The “Lyme Disease” Patents
– the research fraud and
racketeering complaint data for the USDOJ to prosecute; This video teaches you
how to use the patent databases to search for related conflict of interest or
racketeering data. In the patents you
will find all sorts of language contradictory to what the Lyme cabal or IDSA,
now, uses publicly. Therefore, these patents MUST all be studied and examined
by you. These are legal patent CLAIMS
and therefore, for the most part, truthful.
These individuals can’t very well patent a non-truth or someone else
will patent the actual truth, useful for scientific history as well as
commercially.
VID10 THE LYME CRYME PATENTS (Feb 15, 2015)
https://www.youtube.com/watch?v=XQB0VFZiKxg
This document is a companion (to the video) list of CDC officers and
ALDF.com/Yale/NYMC associates who own patents related to Lyme and other TBDs;
the Dearborn event was not only research fraud but interest-conflicted, as were
the FDA panels to approve LYMErix (they were all the same characters: Steere,
Barbour, Schoen, Rahn, Johnson, Weinstein, McSweegan, etc).
=====
A little background about this Dearborn/OspA-scam, since it
is the central or essence of the crimes:
“Dearborn” refers to the 1994 CDC conference (took place in Dearborn,
MI) where the testing for Lyme was falsified, or changed from that which
represented the Lyme spirochete as just
another relapsing fever organism,… to something else entirely contrived (not
even empirically perceived) and false.
That event is discussed in this video and the other ones in the YouTube
series called “Lyme Crymes.”
For years, no one among this CDC/ALDF/Yale.NYMC cabal would admit that rOspA
(recombinant outer surface protein A of the Borrelia burgdorferi organism or
the Lyme vaccines that came and went) was Pam3Cys, because they couldn’t. If they said “OspA is Pam3Cys,” everyone
would know from officialdom that it was never a vaccine and the ALDF.com’s (now
IDSA’s) whole house of cards would
collapse. rOspA is a fungal antigen that causes immunosuppression – the
opposite of a “vaccine.” If OspA was
not a vaccine, then the CDC’s 1994 “Dearborn” 2-tiered testing schema was a
lie.
The falsified Dearborn case definition was the lie invented to pass off bogus
OspA vaccines. You can tell for sure
because they left OspA and B out (A and B are encoded on the same plasmid so
you can’t leave out one without the other) of the diagnostic standard. One never tests for vaccine efficacy with the
same antigen that is the vaccine.
For example, if I made a recombinant measles vaccine based on a DNA sequence
that coded for say, “XYZ” surface antigen, I would not use recombinant “XYZ”
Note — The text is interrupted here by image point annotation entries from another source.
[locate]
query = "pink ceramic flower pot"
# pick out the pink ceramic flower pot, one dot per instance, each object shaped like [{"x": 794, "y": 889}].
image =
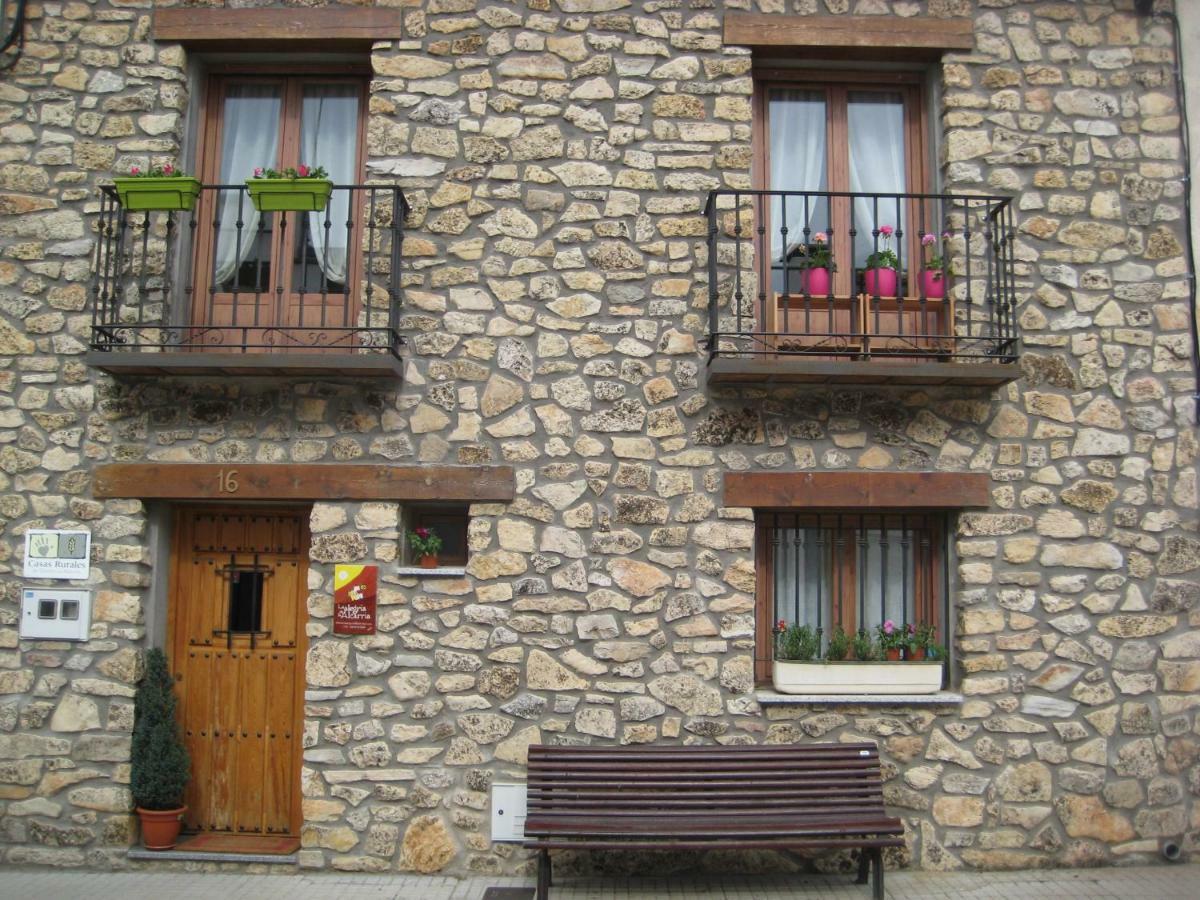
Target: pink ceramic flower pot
[
  {"x": 880, "y": 282},
  {"x": 933, "y": 283},
  {"x": 815, "y": 281}
]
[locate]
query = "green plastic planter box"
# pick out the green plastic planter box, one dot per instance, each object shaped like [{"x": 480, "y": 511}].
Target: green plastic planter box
[
  {"x": 289, "y": 195},
  {"x": 157, "y": 193}
]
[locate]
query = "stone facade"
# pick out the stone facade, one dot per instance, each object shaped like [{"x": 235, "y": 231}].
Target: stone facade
[{"x": 557, "y": 155}]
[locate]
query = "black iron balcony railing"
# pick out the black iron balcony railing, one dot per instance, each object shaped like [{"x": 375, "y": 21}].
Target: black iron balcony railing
[
  {"x": 808, "y": 275},
  {"x": 225, "y": 279}
]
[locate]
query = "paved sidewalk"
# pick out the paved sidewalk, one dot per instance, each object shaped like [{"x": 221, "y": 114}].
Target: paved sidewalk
[{"x": 1158, "y": 882}]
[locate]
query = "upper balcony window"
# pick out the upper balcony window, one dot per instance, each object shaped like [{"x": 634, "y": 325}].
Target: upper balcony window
[
  {"x": 841, "y": 255},
  {"x": 268, "y": 287}
]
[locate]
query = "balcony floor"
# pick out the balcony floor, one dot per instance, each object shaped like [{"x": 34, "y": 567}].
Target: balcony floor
[
  {"x": 313, "y": 365},
  {"x": 790, "y": 369}
]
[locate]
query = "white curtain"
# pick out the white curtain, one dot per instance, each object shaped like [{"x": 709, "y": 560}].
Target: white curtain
[
  {"x": 797, "y": 163},
  {"x": 251, "y": 138},
  {"x": 807, "y": 580},
  {"x": 329, "y": 126},
  {"x": 876, "y": 166}
]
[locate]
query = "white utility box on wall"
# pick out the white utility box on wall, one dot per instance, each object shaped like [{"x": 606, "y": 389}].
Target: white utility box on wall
[
  {"x": 55, "y": 613},
  {"x": 508, "y": 813}
]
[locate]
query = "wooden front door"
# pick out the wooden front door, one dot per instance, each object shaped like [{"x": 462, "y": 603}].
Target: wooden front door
[{"x": 238, "y": 617}]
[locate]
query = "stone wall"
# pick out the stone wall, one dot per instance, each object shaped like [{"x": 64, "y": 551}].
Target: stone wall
[{"x": 557, "y": 157}]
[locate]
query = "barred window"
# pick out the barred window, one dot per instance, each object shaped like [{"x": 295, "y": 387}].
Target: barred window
[{"x": 855, "y": 570}]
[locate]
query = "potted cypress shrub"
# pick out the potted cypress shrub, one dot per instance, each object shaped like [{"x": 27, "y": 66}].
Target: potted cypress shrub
[
  {"x": 304, "y": 189},
  {"x": 160, "y": 763},
  {"x": 881, "y": 277},
  {"x": 161, "y": 187}
]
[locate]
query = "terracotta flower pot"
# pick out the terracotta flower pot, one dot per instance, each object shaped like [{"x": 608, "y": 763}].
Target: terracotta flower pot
[
  {"x": 880, "y": 282},
  {"x": 933, "y": 283},
  {"x": 815, "y": 282},
  {"x": 160, "y": 828}
]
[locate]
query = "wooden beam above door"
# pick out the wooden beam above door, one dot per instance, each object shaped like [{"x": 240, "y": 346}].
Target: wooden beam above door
[
  {"x": 330, "y": 25},
  {"x": 280, "y": 481},
  {"x": 857, "y": 490},
  {"x": 850, "y": 36}
]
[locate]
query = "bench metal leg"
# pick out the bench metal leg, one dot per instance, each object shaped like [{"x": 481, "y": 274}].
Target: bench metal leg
[
  {"x": 544, "y": 875},
  {"x": 864, "y": 865}
]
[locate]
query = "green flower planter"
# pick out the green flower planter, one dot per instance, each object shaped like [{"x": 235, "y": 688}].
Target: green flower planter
[
  {"x": 289, "y": 195},
  {"x": 157, "y": 193}
]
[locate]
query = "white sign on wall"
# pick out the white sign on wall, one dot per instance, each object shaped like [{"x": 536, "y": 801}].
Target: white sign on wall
[{"x": 57, "y": 553}]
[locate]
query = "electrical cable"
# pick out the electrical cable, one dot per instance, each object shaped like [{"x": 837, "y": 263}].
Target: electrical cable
[
  {"x": 16, "y": 36},
  {"x": 1145, "y": 7}
]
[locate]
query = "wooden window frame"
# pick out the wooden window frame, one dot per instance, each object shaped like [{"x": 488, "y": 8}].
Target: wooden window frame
[
  {"x": 918, "y": 165},
  {"x": 433, "y": 515},
  {"x": 930, "y": 574},
  {"x": 293, "y": 79}
]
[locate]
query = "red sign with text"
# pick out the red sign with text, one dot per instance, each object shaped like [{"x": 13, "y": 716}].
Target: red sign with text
[{"x": 355, "y": 588}]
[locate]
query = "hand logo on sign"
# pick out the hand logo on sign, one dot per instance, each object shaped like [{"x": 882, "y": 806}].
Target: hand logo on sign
[{"x": 42, "y": 546}]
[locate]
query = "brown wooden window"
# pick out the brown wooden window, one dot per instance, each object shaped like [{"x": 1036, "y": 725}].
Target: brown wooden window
[
  {"x": 859, "y": 136},
  {"x": 257, "y": 273},
  {"x": 449, "y": 522},
  {"x": 850, "y": 569},
  {"x": 863, "y": 135}
]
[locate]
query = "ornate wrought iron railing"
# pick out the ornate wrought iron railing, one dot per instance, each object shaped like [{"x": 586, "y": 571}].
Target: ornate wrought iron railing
[
  {"x": 226, "y": 279},
  {"x": 952, "y": 295}
]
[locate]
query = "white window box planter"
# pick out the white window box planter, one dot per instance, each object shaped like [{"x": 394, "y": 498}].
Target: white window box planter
[{"x": 853, "y": 677}]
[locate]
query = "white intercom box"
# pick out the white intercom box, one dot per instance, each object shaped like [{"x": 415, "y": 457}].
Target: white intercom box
[
  {"x": 55, "y": 613},
  {"x": 508, "y": 813}
]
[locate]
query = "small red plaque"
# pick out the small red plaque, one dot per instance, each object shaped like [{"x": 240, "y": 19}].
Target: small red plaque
[{"x": 354, "y": 599}]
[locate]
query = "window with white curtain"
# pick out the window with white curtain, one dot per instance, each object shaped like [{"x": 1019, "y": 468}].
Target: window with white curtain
[
  {"x": 850, "y": 569},
  {"x": 859, "y": 136},
  {"x": 281, "y": 121}
]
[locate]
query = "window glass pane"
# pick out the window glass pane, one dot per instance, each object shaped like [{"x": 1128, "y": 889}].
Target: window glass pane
[
  {"x": 329, "y": 129},
  {"x": 250, "y": 139},
  {"x": 797, "y": 124},
  {"x": 887, "y": 562},
  {"x": 875, "y": 125},
  {"x": 802, "y": 575}
]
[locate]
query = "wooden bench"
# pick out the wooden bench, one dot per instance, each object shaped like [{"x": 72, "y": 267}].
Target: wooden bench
[{"x": 780, "y": 797}]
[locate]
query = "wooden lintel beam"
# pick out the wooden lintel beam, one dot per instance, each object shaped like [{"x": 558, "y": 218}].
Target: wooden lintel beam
[
  {"x": 282, "y": 481},
  {"x": 827, "y": 33},
  {"x": 857, "y": 490},
  {"x": 220, "y": 25}
]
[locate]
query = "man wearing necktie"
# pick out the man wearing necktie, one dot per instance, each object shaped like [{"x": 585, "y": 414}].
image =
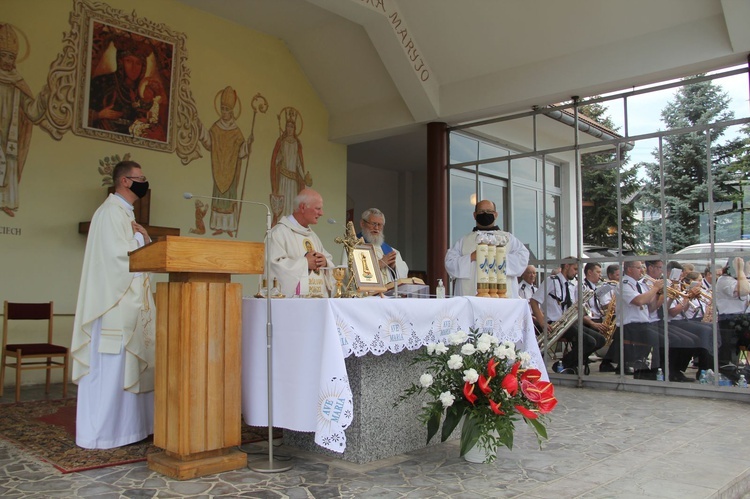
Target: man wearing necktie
[{"x": 557, "y": 295}]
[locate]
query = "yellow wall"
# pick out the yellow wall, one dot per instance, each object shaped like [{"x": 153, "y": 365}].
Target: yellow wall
[{"x": 61, "y": 185}]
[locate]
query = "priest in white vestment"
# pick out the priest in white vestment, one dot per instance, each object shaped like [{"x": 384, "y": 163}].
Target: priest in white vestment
[
  {"x": 296, "y": 253},
  {"x": 460, "y": 260},
  {"x": 113, "y": 345},
  {"x": 392, "y": 266}
]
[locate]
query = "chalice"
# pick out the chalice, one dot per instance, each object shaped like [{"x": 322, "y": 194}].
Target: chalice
[{"x": 339, "y": 273}]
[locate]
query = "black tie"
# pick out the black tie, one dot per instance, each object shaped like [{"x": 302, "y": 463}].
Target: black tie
[{"x": 567, "y": 302}]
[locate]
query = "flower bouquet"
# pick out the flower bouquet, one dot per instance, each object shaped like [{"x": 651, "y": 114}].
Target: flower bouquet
[{"x": 485, "y": 382}]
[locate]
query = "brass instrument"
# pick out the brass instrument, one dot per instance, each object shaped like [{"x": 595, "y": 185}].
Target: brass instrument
[
  {"x": 706, "y": 296},
  {"x": 558, "y": 328},
  {"x": 609, "y": 320},
  {"x": 672, "y": 292}
]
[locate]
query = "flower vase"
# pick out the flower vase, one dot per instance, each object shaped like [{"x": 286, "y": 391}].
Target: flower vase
[{"x": 479, "y": 454}]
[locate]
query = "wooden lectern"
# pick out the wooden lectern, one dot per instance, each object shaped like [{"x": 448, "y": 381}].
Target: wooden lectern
[{"x": 197, "y": 390}]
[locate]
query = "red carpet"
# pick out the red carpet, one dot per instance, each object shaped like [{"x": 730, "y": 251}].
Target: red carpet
[{"x": 46, "y": 429}]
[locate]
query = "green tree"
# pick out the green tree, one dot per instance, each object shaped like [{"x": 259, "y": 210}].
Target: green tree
[
  {"x": 685, "y": 168},
  {"x": 601, "y": 222}
]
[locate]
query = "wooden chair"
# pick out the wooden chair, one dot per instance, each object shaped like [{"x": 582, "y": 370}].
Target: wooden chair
[{"x": 29, "y": 355}]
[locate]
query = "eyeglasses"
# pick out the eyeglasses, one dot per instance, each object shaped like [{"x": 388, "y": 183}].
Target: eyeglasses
[{"x": 374, "y": 225}]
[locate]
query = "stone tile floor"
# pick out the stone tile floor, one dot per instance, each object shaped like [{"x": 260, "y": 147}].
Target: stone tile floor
[{"x": 602, "y": 443}]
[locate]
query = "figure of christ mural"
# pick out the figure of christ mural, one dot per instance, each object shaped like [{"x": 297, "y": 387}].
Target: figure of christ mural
[
  {"x": 288, "y": 175},
  {"x": 129, "y": 84}
]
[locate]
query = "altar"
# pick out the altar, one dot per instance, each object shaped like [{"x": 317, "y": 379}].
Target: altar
[{"x": 340, "y": 364}]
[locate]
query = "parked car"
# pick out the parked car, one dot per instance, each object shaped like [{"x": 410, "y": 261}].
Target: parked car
[
  {"x": 605, "y": 256},
  {"x": 699, "y": 254}
]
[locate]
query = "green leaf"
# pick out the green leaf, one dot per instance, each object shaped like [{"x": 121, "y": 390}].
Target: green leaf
[
  {"x": 505, "y": 435},
  {"x": 469, "y": 434},
  {"x": 432, "y": 425},
  {"x": 452, "y": 417}
]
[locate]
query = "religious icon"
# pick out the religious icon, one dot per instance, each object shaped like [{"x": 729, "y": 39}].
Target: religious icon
[{"x": 364, "y": 261}]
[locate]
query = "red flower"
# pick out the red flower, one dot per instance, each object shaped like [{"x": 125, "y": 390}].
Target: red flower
[
  {"x": 492, "y": 367},
  {"x": 484, "y": 384},
  {"x": 510, "y": 382},
  {"x": 469, "y": 392},
  {"x": 527, "y": 413},
  {"x": 496, "y": 408},
  {"x": 532, "y": 375},
  {"x": 542, "y": 393}
]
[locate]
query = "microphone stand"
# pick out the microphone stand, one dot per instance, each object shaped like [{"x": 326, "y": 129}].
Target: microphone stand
[{"x": 271, "y": 466}]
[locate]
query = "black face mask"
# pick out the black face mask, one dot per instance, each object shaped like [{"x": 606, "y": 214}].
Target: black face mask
[
  {"x": 139, "y": 188},
  {"x": 485, "y": 219}
]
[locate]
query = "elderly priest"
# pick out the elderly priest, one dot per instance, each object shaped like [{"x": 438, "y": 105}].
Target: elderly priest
[{"x": 296, "y": 253}]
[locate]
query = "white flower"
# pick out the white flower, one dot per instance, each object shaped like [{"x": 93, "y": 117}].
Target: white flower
[
  {"x": 455, "y": 362},
  {"x": 502, "y": 352},
  {"x": 525, "y": 358},
  {"x": 447, "y": 399},
  {"x": 471, "y": 375},
  {"x": 484, "y": 343},
  {"x": 468, "y": 349}
]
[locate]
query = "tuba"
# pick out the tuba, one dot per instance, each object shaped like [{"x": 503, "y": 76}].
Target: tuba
[{"x": 558, "y": 328}]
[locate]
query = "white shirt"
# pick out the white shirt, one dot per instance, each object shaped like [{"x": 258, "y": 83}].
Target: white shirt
[
  {"x": 631, "y": 313},
  {"x": 727, "y": 299}
]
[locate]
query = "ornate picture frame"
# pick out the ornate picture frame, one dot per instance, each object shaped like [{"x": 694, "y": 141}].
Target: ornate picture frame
[
  {"x": 367, "y": 275},
  {"x": 124, "y": 79}
]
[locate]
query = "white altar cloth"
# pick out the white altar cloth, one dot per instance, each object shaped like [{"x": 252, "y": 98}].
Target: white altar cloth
[{"x": 312, "y": 337}]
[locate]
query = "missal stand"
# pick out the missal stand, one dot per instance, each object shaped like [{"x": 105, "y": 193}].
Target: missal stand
[{"x": 197, "y": 392}]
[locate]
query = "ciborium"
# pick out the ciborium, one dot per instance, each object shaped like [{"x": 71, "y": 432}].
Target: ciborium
[{"x": 339, "y": 273}]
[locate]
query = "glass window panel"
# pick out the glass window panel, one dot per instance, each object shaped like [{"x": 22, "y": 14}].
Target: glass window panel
[
  {"x": 463, "y": 199},
  {"x": 644, "y": 111},
  {"x": 487, "y": 151},
  {"x": 499, "y": 169},
  {"x": 462, "y": 148},
  {"x": 552, "y": 228},
  {"x": 552, "y": 174},
  {"x": 497, "y": 194},
  {"x": 526, "y": 208},
  {"x": 525, "y": 168}
]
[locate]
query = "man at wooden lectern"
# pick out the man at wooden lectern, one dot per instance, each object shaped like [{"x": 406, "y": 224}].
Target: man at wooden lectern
[
  {"x": 296, "y": 253},
  {"x": 114, "y": 328}
]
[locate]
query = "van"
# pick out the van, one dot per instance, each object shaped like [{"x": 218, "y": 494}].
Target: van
[{"x": 699, "y": 254}]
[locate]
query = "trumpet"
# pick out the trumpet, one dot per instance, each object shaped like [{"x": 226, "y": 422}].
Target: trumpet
[
  {"x": 672, "y": 292},
  {"x": 556, "y": 330}
]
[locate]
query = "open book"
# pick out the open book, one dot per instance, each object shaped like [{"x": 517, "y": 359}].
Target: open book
[{"x": 412, "y": 287}]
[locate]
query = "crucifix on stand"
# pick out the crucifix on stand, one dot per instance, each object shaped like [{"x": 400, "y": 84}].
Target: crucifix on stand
[{"x": 350, "y": 241}]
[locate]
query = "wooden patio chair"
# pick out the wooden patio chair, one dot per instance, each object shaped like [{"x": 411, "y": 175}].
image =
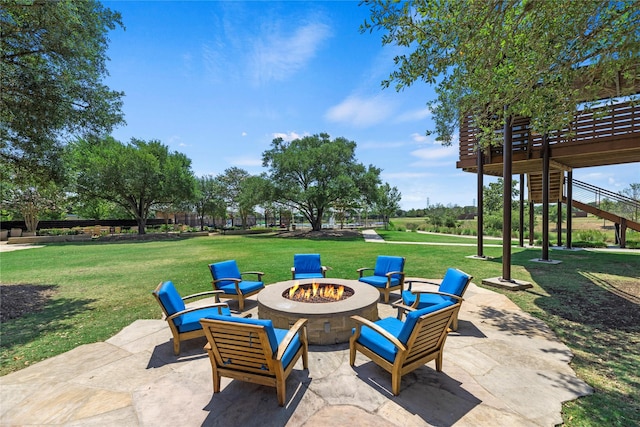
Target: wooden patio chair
[
  {"x": 308, "y": 266},
  {"x": 253, "y": 350},
  {"x": 228, "y": 279},
  {"x": 185, "y": 322},
  {"x": 454, "y": 284},
  {"x": 388, "y": 275},
  {"x": 401, "y": 347}
]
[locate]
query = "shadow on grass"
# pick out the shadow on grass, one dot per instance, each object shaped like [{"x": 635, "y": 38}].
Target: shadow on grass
[
  {"x": 49, "y": 319},
  {"x": 591, "y": 302}
]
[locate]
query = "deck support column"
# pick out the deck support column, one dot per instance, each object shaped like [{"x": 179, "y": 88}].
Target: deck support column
[
  {"x": 545, "y": 198},
  {"x": 507, "y": 156},
  {"x": 480, "y": 196},
  {"x": 559, "y": 226},
  {"x": 569, "y": 207},
  {"x": 521, "y": 225}
]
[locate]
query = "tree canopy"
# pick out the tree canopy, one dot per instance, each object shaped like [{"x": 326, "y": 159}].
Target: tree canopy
[
  {"x": 313, "y": 173},
  {"x": 52, "y": 62},
  {"x": 137, "y": 176},
  {"x": 497, "y": 59}
]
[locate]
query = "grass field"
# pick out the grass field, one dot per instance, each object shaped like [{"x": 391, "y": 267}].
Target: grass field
[{"x": 87, "y": 292}]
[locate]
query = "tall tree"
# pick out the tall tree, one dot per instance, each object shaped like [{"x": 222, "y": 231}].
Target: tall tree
[
  {"x": 314, "y": 172},
  {"x": 208, "y": 198},
  {"x": 137, "y": 176},
  {"x": 387, "y": 202},
  {"x": 497, "y": 59},
  {"x": 231, "y": 181},
  {"x": 52, "y": 62}
]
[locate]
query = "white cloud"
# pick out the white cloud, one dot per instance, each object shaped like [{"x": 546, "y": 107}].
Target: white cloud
[
  {"x": 361, "y": 112},
  {"x": 276, "y": 56},
  {"x": 414, "y": 116},
  {"x": 289, "y": 136}
]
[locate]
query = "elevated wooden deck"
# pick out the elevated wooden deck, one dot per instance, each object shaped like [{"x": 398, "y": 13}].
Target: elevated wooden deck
[{"x": 606, "y": 136}]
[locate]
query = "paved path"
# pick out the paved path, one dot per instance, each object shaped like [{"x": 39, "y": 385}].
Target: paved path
[{"x": 502, "y": 367}]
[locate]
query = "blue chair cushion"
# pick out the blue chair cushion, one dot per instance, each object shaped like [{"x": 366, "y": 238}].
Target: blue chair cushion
[
  {"x": 412, "y": 318},
  {"x": 308, "y": 275},
  {"x": 246, "y": 287},
  {"x": 376, "y": 342},
  {"x": 170, "y": 298},
  {"x": 454, "y": 282},
  {"x": 223, "y": 270},
  {"x": 274, "y": 335},
  {"x": 385, "y": 264},
  {"x": 379, "y": 281},
  {"x": 307, "y": 263},
  {"x": 191, "y": 321},
  {"x": 291, "y": 350}
]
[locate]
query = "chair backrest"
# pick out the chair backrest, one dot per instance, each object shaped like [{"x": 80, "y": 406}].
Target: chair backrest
[
  {"x": 412, "y": 318},
  {"x": 430, "y": 332},
  {"x": 455, "y": 282},
  {"x": 244, "y": 344},
  {"x": 386, "y": 263},
  {"x": 169, "y": 298},
  {"x": 225, "y": 270},
  {"x": 307, "y": 263}
]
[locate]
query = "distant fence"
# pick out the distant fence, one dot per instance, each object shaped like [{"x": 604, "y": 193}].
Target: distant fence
[{"x": 7, "y": 225}]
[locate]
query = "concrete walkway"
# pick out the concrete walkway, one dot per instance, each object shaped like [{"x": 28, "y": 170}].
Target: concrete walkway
[{"x": 502, "y": 367}]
surface antigen in the testing schema to see if a person had measles because I
would not know if the antibody band was from the organism or the vaccine.
It was known at least since the late 1980s that people with late neurologic
Lyme disease ceased to produce antibodies.
However, the Dearborn case definition (Steere, that is) rejected those classes of disease – early
and late meningitis or chronic neurologic cases - and said instead that only
the blatantly, highly immunoreactive class of Lyme victims, those with the
HLA-linked or arthritis-linked or hypersensitivity-linked cases, or those who
produced abundant IgG antibodies could be called a “case” of “Lyme
Disease.” This falsification of the
testing was as much a semantics game was it was straight up research fraud from
these DNA patenteers. This Dearborn
event left the sickest people with no disease diagnosis.
If I intended a monopoly on a new diseases set or an entirely new class of
diseases, such as what African vector
borne diseases arriving in North America were discovered to be, what would I
do? I’d make sure I got all of it:
vaccines, test kits, grants, funding, all future blood testing for all future
potentially patentable goodies in that blood, publicity, my name on plaques and
statues (like Alan Barbour), awards like an “Astute Clinician Award,”… or, I
could be knighted like Simon Wessely, a psychiatrist who helps by calling all
the victims of the Lyme scam and Gulf War Illness “crazy” and “terrorists,” and
US States naming, like, “Allen Steere Day” after me…
The Dearborn stunt is to the present day, the lie these
criminals are trying to defend by issuing fake “guidelines” based on the
fraudulent, 2001, Klempner non-retreatment report,
Two controlled trials of antibiotic treatment in patients
with persistent symptoms and a history of Lyme disease.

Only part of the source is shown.